Turn
a Three-Ring Circus Into a Three-Ring Binder
Tips for managing the paperwork that
goes along with traveling with students
Traveling with students is kind of like going to the dentist. You know that you have to do it. You're not always looking forward to it. There's usually apprehension about the possibility of pain, and sometimes there is some. Finally, when you get home, you typically feel pretty good about going, and about the way you handled it all.
We've spoken about the responsibilities and the legal exposure faced by DECA advisors when traveling with students. Here’s a tip for compiling, organizing, and managing the piles of paperwork that go along with traveling. If you've ever noticed an advisor having problems at a hotel desk, when picking up tour tickets, or dealing with a competition snafu, the chances are that (s)he was fumbling with papers falling out of a manila envelope or the bottom of a briefcase. If you have been that advisor, or could have been that advisor, here's our tip for managing the paperwork, and making it easier to fill out next time around: put your three-ring circus into a three-ring binder. Here's how it works.

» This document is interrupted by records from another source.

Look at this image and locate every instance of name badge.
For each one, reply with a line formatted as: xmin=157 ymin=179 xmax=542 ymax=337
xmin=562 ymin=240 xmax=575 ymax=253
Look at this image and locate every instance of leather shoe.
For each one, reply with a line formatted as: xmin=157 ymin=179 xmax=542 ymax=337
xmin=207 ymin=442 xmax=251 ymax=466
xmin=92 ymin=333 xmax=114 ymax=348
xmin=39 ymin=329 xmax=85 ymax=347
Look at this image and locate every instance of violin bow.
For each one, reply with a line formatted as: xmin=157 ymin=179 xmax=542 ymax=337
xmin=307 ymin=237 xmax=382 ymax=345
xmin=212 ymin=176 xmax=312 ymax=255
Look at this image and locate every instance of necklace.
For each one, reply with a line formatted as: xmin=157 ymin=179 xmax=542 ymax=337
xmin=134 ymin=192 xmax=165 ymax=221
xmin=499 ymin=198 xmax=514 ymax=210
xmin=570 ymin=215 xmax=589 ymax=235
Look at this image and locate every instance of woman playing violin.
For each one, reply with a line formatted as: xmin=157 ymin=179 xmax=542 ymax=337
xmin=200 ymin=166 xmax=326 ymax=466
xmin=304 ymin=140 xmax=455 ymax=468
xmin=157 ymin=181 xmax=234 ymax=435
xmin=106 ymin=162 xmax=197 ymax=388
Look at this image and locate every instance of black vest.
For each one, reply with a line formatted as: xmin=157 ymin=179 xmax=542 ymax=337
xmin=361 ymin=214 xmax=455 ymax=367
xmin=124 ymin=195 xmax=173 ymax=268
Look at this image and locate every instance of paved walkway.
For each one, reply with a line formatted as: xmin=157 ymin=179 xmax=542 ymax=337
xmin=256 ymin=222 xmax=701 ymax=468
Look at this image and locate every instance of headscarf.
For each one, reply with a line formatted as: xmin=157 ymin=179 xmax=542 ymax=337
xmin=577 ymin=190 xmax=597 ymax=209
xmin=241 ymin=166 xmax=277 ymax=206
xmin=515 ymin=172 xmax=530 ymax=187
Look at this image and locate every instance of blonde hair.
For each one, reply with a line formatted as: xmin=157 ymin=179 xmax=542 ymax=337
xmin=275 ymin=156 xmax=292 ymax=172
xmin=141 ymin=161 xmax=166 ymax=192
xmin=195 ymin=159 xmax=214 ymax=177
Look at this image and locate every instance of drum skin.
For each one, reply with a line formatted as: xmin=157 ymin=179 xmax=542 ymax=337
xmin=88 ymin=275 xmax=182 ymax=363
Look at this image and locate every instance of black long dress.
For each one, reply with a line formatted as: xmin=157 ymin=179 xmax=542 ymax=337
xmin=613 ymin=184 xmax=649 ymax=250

Buy a three-ring binder and a set of tabbed dividers. Label each divider as shown below. Information shown in red Italics is stuff that you should write down on the divider page itself, so it's available for reference in future years.
Conference Registration
This is where you put a copy of your conference
registration, as well as a copy of all checks cut, and any important e-mails
that might solve a problem (or stop an argument). State and National DECA addresses, phone and
fax numbers, e-mail addresses. Your school and district bookkeeper's names and phone numbers.
Housing
All correspondence to and from the hotel
where you are staying. Copies of
all checks cut. Address
and phone numbers of hotels, as well as important contact people at those
hotels. Broadmoor info is a must, and
you can put about twenty years worth of Glenwood Springs, Western Regional, and
ICDC hotel info on this divider...sure beats spending hours tracking it down
the next time you need it.
Transportation
Copies of correspondence with your travel
agent. Copies
of tickets. Copies of bus charter
contracts. Shuttle and
car rental agreements. Contact info for
your travel agent, charter bus company, district
transportation department, car rental companies. Airline
service numbers. Write down shuttle info in the cities you
travel to for future reference. Cab companies.
Meals
Copies of any contracts and notes about verbal arrangements (reservations) for any meals you have arranged. Names and phone numbers of good restaurants in cities you visit with DECA. Names of maitre d’s and managers of places you stop to eat while traveling (like the Village Inn in Silverthorne on your way to Glenwood Springs.) Mike Silvestro’s and Dining reservations phone numbers at the Broadmoor.
Activities
Copies of tour package confirmations and copies of checks
cut to pay for them. Info
about when and where to pick them up.
Notes about good places to go (e.g. the Mercado in
Emergency
Information/Forms
All student medical forms and conference conduct forms. Any forms your district requires you to
carry. Check them all to make sure
they're completely filled out. Hospital contact
info. Your
administrators' contact info. Your teaching partner (s) home contact info.
Miscellaneous
Golf courses, shopping
malls, grocery stores, anything else that you have to look up while you’re
traveling.
Zippered
Pouch
Keep one in the back of your binder and when you empty your pockets out at the end of the night, put all those receipts in it! This will make it easier to complete your P-card and/or district travel reports when you return to school.
Keep this binder handy when you travel. When you get back to school, take all the information out (put it in a file folder and file it away), but leave the dividers in the binder. Use the same binder for every trip you take. When you start to get ready for your next trip, the dividers will not only help you get organized, but they'll also remind you of the items you need to prepare and provide that info you look for every year. IT will not only help you keep everything in one place on your desk at school, it’ll also help once you leave town. Try it--you'll find that using a system like this will save time and take some of the aggravation out of your life!